Cohort RNA-seq data

HBA-DEALS is designed for the analysis of RNA-seq cohort data. The nature of the cohorts is arbitrary but will commonly be labeled as cases and controls or group 1 vs. group2.

In general, there are many ways to obtain such data including generating RNA-seq data or downloading it from an appropriate site. For this tutorial, we download a dataset from the NCBI Sequence Read Archive (SRA), which is the primary archive of NGS datasets.

Downloading from SRA

We will use the SRA Toolkit.

We will use 8 RNA-seq samples from the dataset SRP149366, which investigated estrogen responsive transcriptome of estrogen receptor positive normal human breast cells in 3D cultures.

control	estradiol
SRR7236472 SRR7236473 SRR7236474 SRR7236475	SRR7236480 SRR7236481 SRR7236482 SRR7236483

First install fasterq-dump on your system accorrding to the SRA toolkit instructions. The download page may be helpful.

Then execute the following command from the shell.

Downloading RNA-seq files with the SRA Toolkit

 for srr in SRR7236472 SRR7236473 SRR7236474 SRR7236475 SRR7236480 SRR7236481 SRR7236482 SRR7236483; do \
     prefetch $srr
     fasterq-dump -t tmp/ --split-files --threads 8 --outdir tutorial/ $srr
 done

If necessary, change the --threads argument according to the resources of your system. The downloaded *.fastq files will be written to the tutorial directory. Other directories that were created (e.g., SRR7236472, which contains the file SRR7236472.sra) can be deleted.

This step will typically take a few hours.

Cleaning the reads

fastp performs quality control, adapter trimming, quality filtering, per-read quality pruning and many other operations with a single scan of the FASTQ data.

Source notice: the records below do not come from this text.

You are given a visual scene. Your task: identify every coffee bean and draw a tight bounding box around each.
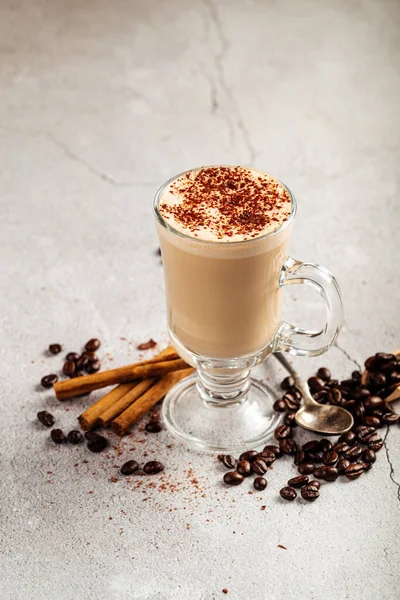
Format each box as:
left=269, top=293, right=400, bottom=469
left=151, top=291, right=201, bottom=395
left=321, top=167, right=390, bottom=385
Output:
left=297, top=463, right=315, bottom=475
left=85, top=433, right=108, bottom=452
left=239, top=450, right=258, bottom=462
left=345, top=463, right=364, bottom=479
left=364, top=356, right=377, bottom=373
left=279, top=438, right=297, bottom=454
left=294, top=450, right=306, bottom=467
left=120, top=460, right=139, bottom=475
left=353, top=402, right=365, bottom=423
left=357, top=425, right=376, bottom=443
left=343, top=446, right=363, bottom=462
left=363, top=415, right=381, bottom=427
left=322, top=450, right=339, bottom=467
left=236, top=460, right=252, bottom=477
left=368, top=373, right=386, bottom=390
left=85, top=431, right=102, bottom=442
left=340, top=400, right=356, bottom=412
left=82, top=350, right=99, bottom=362
left=368, top=436, right=383, bottom=452
left=307, top=377, right=325, bottom=393
left=364, top=396, right=383, bottom=410
left=336, top=458, right=351, bottom=475
left=85, top=360, right=101, bottom=375
left=318, top=438, right=332, bottom=452
left=67, top=429, right=83, bottom=444
left=49, top=344, right=62, bottom=354
left=40, top=373, right=58, bottom=388
left=340, top=379, right=358, bottom=390
left=302, top=440, right=319, bottom=452
left=254, top=452, right=276, bottom=466
left=283, top=412, right=297, bottom=427
left=263, top=444, right=282, bottom=458
left=312, top=389, right=329, bottom=404
left=379, top=383, right=398, bottom=399
left=144, top=419, right=162, bottom=433
left=50, top=429, right=66, bottom=444
left=300, top=484, right=319, bottom=502
left=281, top=377, right=295, bottom=390
left=37, top=410, right=56, bottom=427
left=306, top=452, right=322, bottom=464
left=322, top=466, right=339, bottom=481
left=362, top=448, right=376, bottom=463
left=273, top=400, right=287, bottom=412
left=253, top=477, right=267, bottom=492
left=353, top=386, right=371, bottom=400
left=309, top=479, right=321, bottom=490
left=224, top=471, right=244, bottom=485
left=332, top=442, right=350, bottom=454
left=143, top=460, right=164, bottom=475
left=282, top=392, right=300, bottom=411
left=217, top=454, right=237, bottom=469
left=379, top=359, right=400, bottom=375
left=76, top=354, right=89, bottom=371
left=351, top=371, right=362, bottom=381
left=325, top=379, right=339, bottom=388
left=313, top=465, right=327, bottom=479
left=85, top=338, right=100, bottom=352
left=317, top=367, right=331, bottom=381
left=288, top=475, right=308, bottom=488
left=251, top=458, right=268, bottom=475
left=275, top=425, right=292, bottom=440
left=382, top=413, right=399, bottom=425
left=279, top=485, right=297, bottom=502
left=291, top=386, right=302, bottom=402
left=63, top=360, right=76, bottom=377
left=375, top=352, right=396, bottom=367
left=390, top=371, right=400, bottom=385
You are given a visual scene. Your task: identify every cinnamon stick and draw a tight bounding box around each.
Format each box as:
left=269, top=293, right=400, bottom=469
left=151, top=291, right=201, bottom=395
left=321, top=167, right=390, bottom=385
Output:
left=78, top=383, right=137, bottom=431
left=54, top=359, right=187, bottom=400
left=111, top=369, right=194, bottom=436
left=78, top=346, right=175, bottom=431
left=96, top=378, right=155, bottom=427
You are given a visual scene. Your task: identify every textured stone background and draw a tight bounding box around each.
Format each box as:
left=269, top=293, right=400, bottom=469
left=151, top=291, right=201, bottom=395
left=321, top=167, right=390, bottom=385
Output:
left=0, top=0, right=400, bottom=600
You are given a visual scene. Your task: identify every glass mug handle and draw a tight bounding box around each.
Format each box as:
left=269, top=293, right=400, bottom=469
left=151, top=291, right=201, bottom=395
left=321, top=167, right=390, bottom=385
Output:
left=273, top=256, right=343, bottom=356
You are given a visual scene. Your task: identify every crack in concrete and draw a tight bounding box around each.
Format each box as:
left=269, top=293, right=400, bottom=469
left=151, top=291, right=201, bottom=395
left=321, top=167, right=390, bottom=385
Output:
left=45, top=133, right=156, bottom=188
left=203, top=0, right=257, bottom=165
left=334, top=342, right=362, bottom=371
left=383, top=425, right=400, bottom=502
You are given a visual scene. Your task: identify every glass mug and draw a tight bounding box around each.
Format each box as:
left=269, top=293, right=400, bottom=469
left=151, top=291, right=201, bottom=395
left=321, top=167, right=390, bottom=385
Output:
left=154, top=169, right=343, bottom=452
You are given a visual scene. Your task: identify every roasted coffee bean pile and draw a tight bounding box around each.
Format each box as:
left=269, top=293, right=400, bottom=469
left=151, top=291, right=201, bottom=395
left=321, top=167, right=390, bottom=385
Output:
left=218, top=352, right=400, bottom=502
left=40, top=338, right=101, bottom=388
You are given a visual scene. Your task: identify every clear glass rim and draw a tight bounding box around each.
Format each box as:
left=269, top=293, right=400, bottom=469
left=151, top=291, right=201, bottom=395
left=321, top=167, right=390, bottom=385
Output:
left=153, top=165, right=297, bottom=246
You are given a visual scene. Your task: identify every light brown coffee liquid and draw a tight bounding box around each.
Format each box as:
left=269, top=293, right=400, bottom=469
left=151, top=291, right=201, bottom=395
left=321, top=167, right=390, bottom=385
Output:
left=159, top=225, right=289, bottom=358
left=158, top=166, right=291, bottom=358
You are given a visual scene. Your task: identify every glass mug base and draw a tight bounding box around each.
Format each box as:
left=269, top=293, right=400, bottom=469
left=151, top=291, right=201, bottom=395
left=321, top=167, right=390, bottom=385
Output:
left=163, top=373, right=282, bottom=454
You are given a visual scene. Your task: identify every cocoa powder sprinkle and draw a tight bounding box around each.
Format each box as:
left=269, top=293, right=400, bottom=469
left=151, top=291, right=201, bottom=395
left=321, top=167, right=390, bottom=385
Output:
left=160, top=167, right=292, bottom=241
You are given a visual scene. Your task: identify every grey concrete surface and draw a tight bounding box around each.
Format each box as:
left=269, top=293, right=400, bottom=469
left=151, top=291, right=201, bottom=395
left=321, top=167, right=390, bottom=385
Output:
left=0, top=0, right=400, bottom=600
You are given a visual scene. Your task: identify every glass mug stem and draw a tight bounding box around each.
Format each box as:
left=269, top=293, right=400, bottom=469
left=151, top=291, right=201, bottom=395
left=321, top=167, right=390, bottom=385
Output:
left=197, top=369, right=251, bottom=407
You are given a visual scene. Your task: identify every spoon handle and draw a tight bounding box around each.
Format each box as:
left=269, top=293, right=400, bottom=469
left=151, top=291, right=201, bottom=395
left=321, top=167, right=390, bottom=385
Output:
left=274, top=352, right=317, bottom=405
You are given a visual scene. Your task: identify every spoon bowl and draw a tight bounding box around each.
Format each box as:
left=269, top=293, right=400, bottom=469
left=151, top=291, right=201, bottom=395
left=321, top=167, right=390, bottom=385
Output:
left=274, top=352, right=354, bottom=435
left=295, top=402, right=354, bottom=435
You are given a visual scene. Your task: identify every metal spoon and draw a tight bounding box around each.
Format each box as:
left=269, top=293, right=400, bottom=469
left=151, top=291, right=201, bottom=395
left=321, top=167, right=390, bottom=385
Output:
left=274, top=352, right=354, bottom=435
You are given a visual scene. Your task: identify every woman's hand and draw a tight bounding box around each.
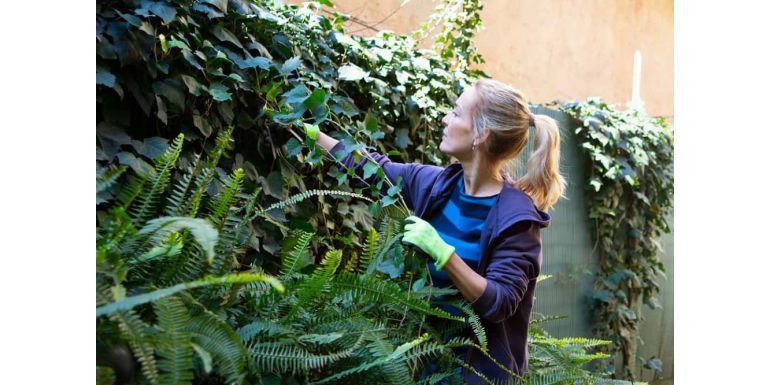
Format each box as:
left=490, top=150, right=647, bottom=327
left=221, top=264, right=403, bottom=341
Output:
left=401, top=215, right=455, bottom=270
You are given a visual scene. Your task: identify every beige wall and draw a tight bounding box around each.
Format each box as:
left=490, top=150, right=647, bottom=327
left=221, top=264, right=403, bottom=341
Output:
left=288, top=0, right=674, bottom=121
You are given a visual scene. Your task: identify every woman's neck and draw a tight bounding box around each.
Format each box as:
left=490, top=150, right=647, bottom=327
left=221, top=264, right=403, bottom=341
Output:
left=460, top=154, right=503, bottom=197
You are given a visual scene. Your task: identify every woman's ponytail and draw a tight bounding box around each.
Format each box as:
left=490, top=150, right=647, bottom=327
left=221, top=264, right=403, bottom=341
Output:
left=472, top=78, right=567, bottom=211
left=516, top=114, right=567, bottom=211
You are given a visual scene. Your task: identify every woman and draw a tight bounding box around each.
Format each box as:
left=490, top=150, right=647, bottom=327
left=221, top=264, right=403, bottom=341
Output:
left=306, top=79, right=565, bottom=384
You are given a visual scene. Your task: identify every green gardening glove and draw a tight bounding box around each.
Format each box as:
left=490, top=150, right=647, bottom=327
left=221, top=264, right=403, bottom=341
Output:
left=401, top=215, right=455, bottom=271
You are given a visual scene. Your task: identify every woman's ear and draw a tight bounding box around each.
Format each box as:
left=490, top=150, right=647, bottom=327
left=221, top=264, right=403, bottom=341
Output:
left=476, top=130, right=490, bottom=146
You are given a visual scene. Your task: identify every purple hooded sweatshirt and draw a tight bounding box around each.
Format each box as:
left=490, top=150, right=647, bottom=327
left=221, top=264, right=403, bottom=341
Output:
left=330, top=141, right=551, bottom=384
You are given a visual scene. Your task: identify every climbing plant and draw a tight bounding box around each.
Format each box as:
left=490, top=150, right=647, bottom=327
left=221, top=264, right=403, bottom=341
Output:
left=560, top=98, right=674, bottom=378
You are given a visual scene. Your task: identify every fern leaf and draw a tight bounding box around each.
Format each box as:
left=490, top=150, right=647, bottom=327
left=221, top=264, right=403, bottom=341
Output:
left=188, top=311, right=248, bottom=384
left=164, top=155, right=201, bottom=216
left=367, top=333, right=412, bottom=384
left=281, top=230, right=314, bottom=278
left=249, top=337, right=363, bottom=374
left=311, top=334, right=428, bottom=385
left=139, top=217, right=219, bottom=263
left=209, top=168, right=244, bottom=225
left=358, top=228, right=380, bottom=271
left=460, top=304, right=487, bottom=351
left=131, top=134, right=184, bottom=224
left=289, top=250, right=342, bottom=318
left=96, top=273, right=284, bottom=317
left=110, top=311, right=159, bottom=385
left=238, top=320, right=293, bottom=342
left=154, top=297, right=193, bottom=385
left=330, top=271, right=465, bottom=321
left=251, top=190, right=374, bottom=220
left=96, top=164, right=126, bottom=194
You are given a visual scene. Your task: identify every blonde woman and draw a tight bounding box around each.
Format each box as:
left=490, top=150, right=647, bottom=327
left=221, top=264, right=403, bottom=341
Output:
left=306, top=79, right=565, bottom=384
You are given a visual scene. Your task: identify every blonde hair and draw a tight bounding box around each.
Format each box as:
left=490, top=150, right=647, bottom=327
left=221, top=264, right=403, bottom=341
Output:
left=472, top=79, right=567, bottom=211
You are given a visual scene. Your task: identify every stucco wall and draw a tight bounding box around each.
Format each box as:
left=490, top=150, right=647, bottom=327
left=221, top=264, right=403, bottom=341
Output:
left=288, top=0, right=674, bottom=121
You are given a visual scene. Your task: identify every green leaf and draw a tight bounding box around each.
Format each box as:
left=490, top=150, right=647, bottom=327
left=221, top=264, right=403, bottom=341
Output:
left=207, top=83, right=232, bottom=102
left=281, top=56, right=302, bottom=75
left=281, top=84, right=310, bottom=105
left=364, top=160, right=380, bottom=179
left=96, top=273, right=284, bottom=318
left=337, top=64, right=369, bottom=81
left=152, top=79, right=185, bottom=110
left=168, top=38, right=190, bottom=51
left=180, top=75, right=207, bottom=96
left=192, top=343, right=211, bottom=374
left=240, top=56, right=272, bottom=71
left=303, top=123, right=319, bottom=141
left=201, top=0, right=227, bottom=13
left=211, top=25, right=243, bottom=49
left=286, top=138, right=302, bottom=158
left=96, top=68, right=115, bottom=88
left=332, top=95, right=361, bottom=118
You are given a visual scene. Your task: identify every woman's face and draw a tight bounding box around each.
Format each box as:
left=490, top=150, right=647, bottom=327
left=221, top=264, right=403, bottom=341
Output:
left=439, top=87, right=478, bottom=160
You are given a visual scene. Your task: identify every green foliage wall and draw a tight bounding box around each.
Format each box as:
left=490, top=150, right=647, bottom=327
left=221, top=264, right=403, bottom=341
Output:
left=96, top=0, right=664, bottom=384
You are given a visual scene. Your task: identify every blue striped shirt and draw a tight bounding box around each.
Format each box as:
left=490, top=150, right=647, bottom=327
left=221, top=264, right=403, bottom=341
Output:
left=427, top=178, right=499, bottom=287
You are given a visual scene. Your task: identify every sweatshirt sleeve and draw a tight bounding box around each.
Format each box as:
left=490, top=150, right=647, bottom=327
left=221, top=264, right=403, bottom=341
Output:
left=471, top=221, right=541, bottom=323
left=329, top=141, right=443, bottom=210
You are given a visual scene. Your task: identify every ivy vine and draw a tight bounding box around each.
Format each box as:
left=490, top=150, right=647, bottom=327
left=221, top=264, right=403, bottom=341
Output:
left=560, top=98, right=674, bottom=378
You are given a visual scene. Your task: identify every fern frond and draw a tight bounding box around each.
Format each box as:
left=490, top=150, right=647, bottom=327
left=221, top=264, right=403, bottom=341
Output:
left=184, top=126, right=233, bottom=217
left=110, top=311, right=159, bottom=385
left=311, top=334, right=428, bottom=385
left=289, top=250, right=342, bottom=318
left=209, top=168, right=244, bottom=225
left=357, top=228, right=380, bottom=272
left=367, top=332, right=412, bottom=384
left=129, top=134, right=184, bottom=224
left=96, top=273, right=284, bottom=317
left=96, top=164, right=126, bottom=194
left=237, top=320, right=294, bottom=342
left=139, top=217, right=219, bottom=263
left=117, top=174, right=148, bottom=210
left=249, top=336, right=363, bottom=374
left=330, top=271, right=465, bottom=321
left=460, top=304, right=487, bottom=351
left=281, top=230, right=315, bottom=279
left=164, top=154, right=201, bottom=216
left=188, top=311, right=248, bottom=384
left=251, top=190, right=374, bottom=220
left=154, top=297, right=193, bottom=385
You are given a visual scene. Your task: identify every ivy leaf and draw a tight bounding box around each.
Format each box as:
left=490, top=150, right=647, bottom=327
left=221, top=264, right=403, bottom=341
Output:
left=193, top=114, right=212, bottom=138
left=281, top=56, right=302, bottom=75
left=281, top=84, right=310, bottom=105
left=132, top=136, right=168, bottom=159
left=337, top=64, right=369, bottom=81
left=241, top=56, right=271, bottom=71
left=201, top=0, right=227, bottom=13
left=96, top=68, right=115, bottom=88
left=593, top=290, right=612, bottom=303
left=134, top=2, right=176, bottom=23
left=211, top=25, right=243, bottom=49
left=180, top=75, right=206, bottom=96
left=207, top=83, right=231, bottom=102
left=286, top=138, right=302, bottom=158
left=380, top=195, right=398, bottom=207
left=332, top=95, right=361, bottom=118
left=364, top=160, right=380, bottom=179
left=152, top=79, right=185, bottom=110
left=396, top=128, right=412, bottom=149
left=193, top=3, right=225, bottom=20
left=304, top=123, right=319, bottom=141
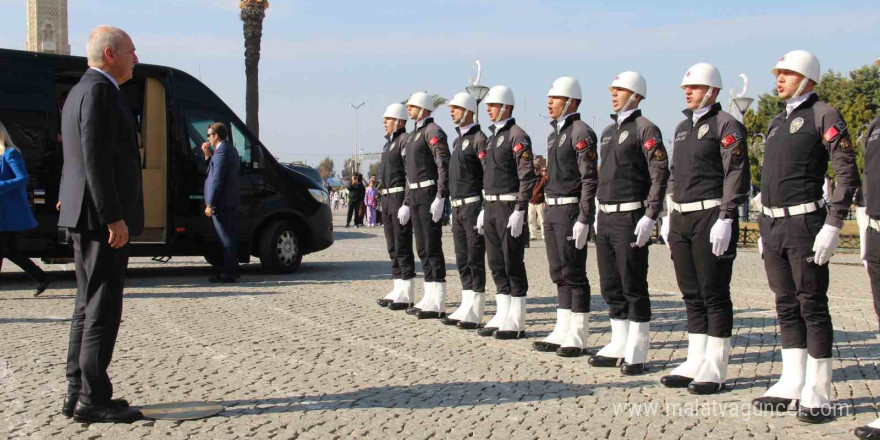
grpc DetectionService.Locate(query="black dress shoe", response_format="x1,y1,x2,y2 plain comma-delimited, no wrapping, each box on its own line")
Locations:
660,374,694,388
620,361,648,376
853,426,880,440
477,327,498,336
440,316,461,325
556,347,587,357
61,394,128,418
688,382,724,396
495,330,526,339
752,396,794,412
798,406,834,423
416,310,446,319
587,355,623,368
73,402,144,423
388,302,412,310
208,275,238,284
532,341,561,353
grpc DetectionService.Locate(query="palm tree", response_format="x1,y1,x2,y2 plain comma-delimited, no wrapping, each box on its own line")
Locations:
238,0,269,138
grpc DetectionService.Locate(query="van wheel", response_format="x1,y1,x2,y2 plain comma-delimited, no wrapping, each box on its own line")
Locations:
259,220,302,273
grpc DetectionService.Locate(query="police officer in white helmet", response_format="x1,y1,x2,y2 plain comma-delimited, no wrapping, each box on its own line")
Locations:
589,71,669,375
660,63,750,394
534,76,599,357
477,86,537,339
754,50,859,423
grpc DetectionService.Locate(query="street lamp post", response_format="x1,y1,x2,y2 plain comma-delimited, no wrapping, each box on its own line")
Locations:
348,102,364,176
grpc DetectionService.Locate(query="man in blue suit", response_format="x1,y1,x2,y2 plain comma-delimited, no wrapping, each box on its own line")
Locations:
202,122,241,283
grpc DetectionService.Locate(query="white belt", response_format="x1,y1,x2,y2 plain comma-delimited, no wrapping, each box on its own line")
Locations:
761,199,825,218
544,196,580,206
486,193,516,202
599,202,648,214
450,196,483,208
409,180,437,189
672,199,721,212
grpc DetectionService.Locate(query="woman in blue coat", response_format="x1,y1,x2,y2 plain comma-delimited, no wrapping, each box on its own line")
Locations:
0,122,50,296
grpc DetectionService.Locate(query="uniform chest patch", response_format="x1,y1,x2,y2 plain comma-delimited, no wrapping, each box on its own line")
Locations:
697,124,709,139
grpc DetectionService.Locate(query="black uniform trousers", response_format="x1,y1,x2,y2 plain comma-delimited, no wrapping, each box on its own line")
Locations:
542,203,590,313
758,208,834,359
669,207,739,338
0,231,46,283
67,230,131,405
483,201,529,297
381,191,416,280
409,186,446,283
452,202,486,292
596,208,651,322
865,228,880,330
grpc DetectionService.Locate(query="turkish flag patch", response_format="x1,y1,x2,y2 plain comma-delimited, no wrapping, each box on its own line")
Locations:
721,131,742,148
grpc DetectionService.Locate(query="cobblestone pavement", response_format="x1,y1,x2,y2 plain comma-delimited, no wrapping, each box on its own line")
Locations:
0,211,880,439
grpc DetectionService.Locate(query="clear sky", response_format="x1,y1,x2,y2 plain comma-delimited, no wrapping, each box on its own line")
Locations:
0,0,880,171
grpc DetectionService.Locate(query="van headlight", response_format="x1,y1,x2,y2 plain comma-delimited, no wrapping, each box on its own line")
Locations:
309,188,330,205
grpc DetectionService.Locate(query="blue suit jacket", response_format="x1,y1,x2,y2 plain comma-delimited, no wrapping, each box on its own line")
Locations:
0,147,37,231
205,141,241,209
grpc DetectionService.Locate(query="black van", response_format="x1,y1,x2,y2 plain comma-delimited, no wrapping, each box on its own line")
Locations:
0,49,333,273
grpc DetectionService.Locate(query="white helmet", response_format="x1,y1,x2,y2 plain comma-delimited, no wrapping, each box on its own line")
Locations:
447,92,477,113
547,76,581,99
483,86,513,107
406,92,434,112
382,102,409,121
681,63,722,89
770,50,821,84
608,71,648,99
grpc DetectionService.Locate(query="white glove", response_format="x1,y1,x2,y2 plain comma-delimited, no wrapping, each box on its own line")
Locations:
571,222,590,249
431,197,443,223
856,207,869,268
507,209,526,238
397,205,409,225
709,218,733,257
660,215,669,249
633,217,657,247
813,225,840,266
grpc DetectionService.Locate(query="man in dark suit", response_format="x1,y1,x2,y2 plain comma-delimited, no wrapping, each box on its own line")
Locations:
202,122,241,283
58,26,144,422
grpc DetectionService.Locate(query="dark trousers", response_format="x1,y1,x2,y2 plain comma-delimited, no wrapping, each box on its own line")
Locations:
483,202,529,297
67,230,131,405
596,208,651,322
0,231,46,283
211,206,238,277
865,228,880,330
758,209,834,359
409,186,446,283
345,200,364,226
669,207,739,338
452,202,486,292
382,191,416,280
538,203,590,313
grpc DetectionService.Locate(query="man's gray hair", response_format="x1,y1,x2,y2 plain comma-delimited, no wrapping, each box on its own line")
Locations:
86,26,128,67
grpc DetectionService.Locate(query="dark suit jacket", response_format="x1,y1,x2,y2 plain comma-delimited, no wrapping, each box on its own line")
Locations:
58,69,144,236
205,141,241,209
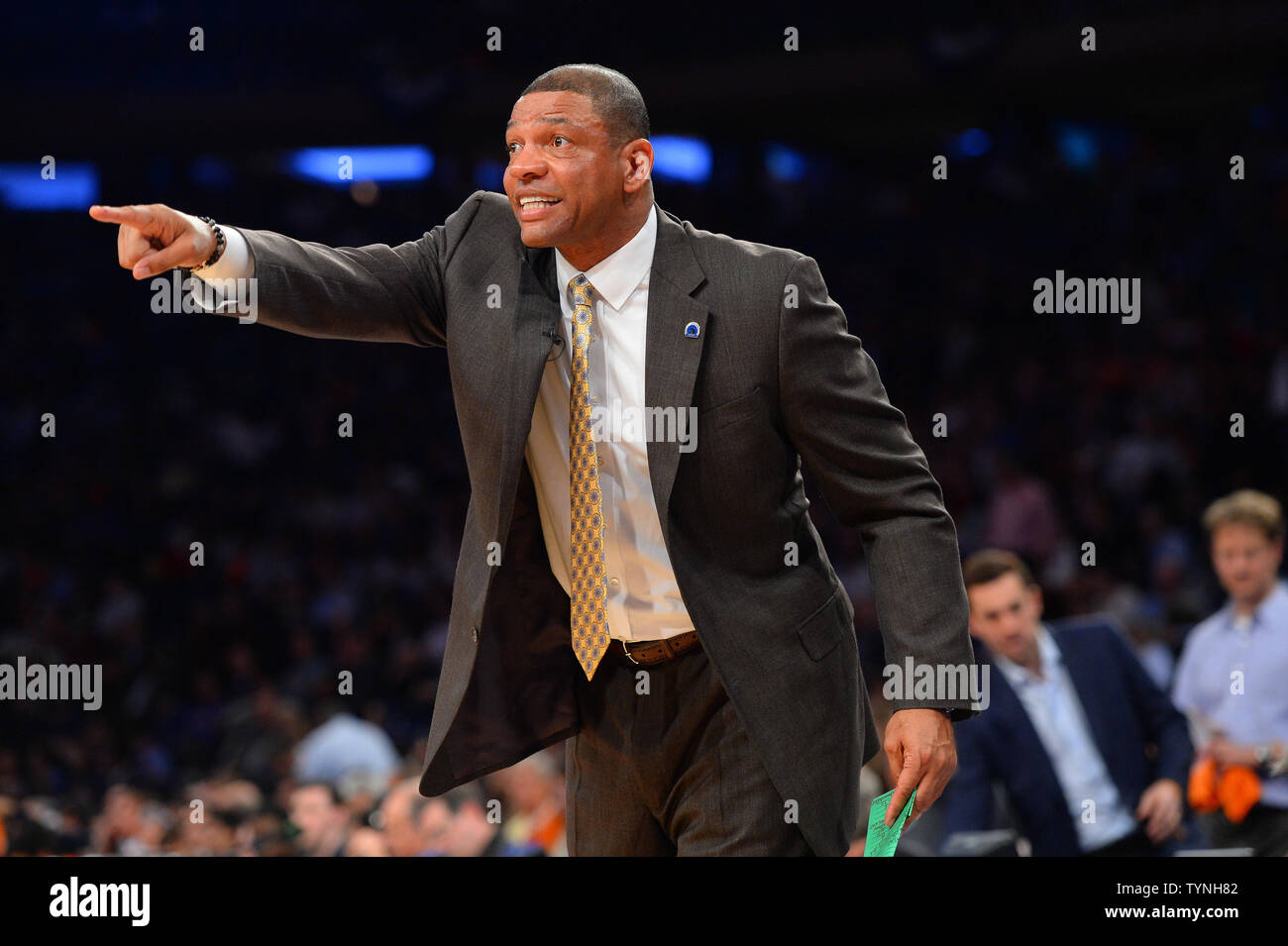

fastp can be downloaded at its GitHub site, which also has installation instructions for various platforms. If you have a debian or Ubuntu system, then the easiest installation is just

sudo apt install fastp

After you have installed fastp, run the following command in the shell.

Cleaning FASTQ files with fastp

 for srr in SRR7236472 SRR7236473 SRR7236474 SRR7236475 SRR7236480 SRR7236481 SRR7236482 SRR7236483; do \
     fastp -i tutorial/${srr}_1.fastq -I tutorial/${srr}_2.fastq -o tutorial/${srr}_trimmed_1.fastq -O tutorial/${srr}_trimmed_2.fastq; \
 done

This will create for each .fastq file that was downloaded a file by the same name with an added “_trimmed_” in its name. At this point, you can delete the original *.fastq files if desired.